Buzz is self-excoriating when it comes to his son, torturing himself for not being a better dad and more accepting of Zach’s condition.
The Sun Dance traditions taught at reservation school carved a deep wound in the imaginations of us little boys. An elaborate religious ceremony lasting days (see tinyurl.com/omjpy8n), it is unfairly known for the small part of it that once entailed men being pierced by “two small wooden skewers in the breast … which were fastened to the ends of a lariat,” which were tied to the center-pole of the dance grounds. Fasting, dancing, hanging, suffering could go on for many hours.
There are unintentional echoes of this in parts of Buzz’s book. All parents wish we were capable of being perfect stewards of our children’s future. In Buzz’s case, these regrets puddle around his feet like the blood beneath a sun dancer, all his admissions forming a kind of public sacrifice in the hope for a better future for his son — or at least a dignified old age after his guardians have died.

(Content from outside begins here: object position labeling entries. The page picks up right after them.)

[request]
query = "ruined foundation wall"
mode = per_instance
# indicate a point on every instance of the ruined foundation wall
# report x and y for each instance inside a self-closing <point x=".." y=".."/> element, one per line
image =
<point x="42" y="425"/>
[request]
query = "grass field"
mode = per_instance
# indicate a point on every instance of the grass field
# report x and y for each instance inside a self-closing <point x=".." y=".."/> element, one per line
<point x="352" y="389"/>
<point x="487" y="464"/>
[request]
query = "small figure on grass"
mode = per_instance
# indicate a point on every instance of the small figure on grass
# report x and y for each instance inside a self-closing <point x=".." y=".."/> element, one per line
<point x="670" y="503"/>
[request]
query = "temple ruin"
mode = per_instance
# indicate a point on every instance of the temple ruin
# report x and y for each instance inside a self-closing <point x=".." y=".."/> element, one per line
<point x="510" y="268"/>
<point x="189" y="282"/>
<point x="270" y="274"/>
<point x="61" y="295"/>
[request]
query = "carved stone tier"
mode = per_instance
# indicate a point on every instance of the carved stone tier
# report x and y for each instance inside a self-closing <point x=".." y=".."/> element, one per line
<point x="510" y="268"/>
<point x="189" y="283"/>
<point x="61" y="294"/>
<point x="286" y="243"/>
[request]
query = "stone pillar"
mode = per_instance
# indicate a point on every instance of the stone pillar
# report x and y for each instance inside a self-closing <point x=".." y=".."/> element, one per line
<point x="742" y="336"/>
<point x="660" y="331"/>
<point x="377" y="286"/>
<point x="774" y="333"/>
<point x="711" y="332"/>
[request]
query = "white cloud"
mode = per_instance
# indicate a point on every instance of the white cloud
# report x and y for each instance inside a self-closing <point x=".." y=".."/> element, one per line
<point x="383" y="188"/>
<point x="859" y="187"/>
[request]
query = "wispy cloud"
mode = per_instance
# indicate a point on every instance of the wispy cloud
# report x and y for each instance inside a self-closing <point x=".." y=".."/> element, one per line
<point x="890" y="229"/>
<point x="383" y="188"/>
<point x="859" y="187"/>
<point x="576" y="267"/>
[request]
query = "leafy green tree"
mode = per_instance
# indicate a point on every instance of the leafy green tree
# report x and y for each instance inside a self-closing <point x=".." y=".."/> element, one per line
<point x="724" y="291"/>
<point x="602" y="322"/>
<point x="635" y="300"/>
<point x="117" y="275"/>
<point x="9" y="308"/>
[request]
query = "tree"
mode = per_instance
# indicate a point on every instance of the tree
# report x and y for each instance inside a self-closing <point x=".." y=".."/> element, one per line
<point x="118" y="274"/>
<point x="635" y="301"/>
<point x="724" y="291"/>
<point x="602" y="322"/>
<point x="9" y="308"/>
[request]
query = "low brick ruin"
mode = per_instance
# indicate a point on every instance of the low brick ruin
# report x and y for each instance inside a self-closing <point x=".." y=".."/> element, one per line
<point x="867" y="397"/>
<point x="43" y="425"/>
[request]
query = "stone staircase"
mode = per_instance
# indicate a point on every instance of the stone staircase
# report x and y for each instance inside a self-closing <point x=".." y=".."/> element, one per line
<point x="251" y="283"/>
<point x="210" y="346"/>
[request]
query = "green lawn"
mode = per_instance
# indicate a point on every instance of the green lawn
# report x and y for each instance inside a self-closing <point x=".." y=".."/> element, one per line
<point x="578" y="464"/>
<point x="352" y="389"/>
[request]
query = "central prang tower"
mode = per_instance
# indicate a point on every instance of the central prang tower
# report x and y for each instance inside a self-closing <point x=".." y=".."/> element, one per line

My mom, in some ways as progressive and compassionate a person as can be imagined, had something of an obsession when it came to families choosing to care for disabled children. In her view, they shouldn’t. Although I’d like to think she’d have thought differently if ever put to the test with her own kids, she adamantly thought institutionalization was better.
Buzz, at the end of his and Zach’s time on the road, arrived at a far more hopeful and humane conclusion. He learns to see in his son the reality of a human being doing his best to live a life with meaning. We’re left with the feeling that Zach’s dreams and future are just as valid as anyone’s.
I’m so glad Buzz keeps Zach close to heart and has helped formulate an independent adult life for him. Turning toward each other rather than away is always the right choice.
— MSW
Matt Winters is editor of the Chinook Observer and Coast River Business Journal.
The author learned to see in his disabled son a human being doing his best to live with meaning.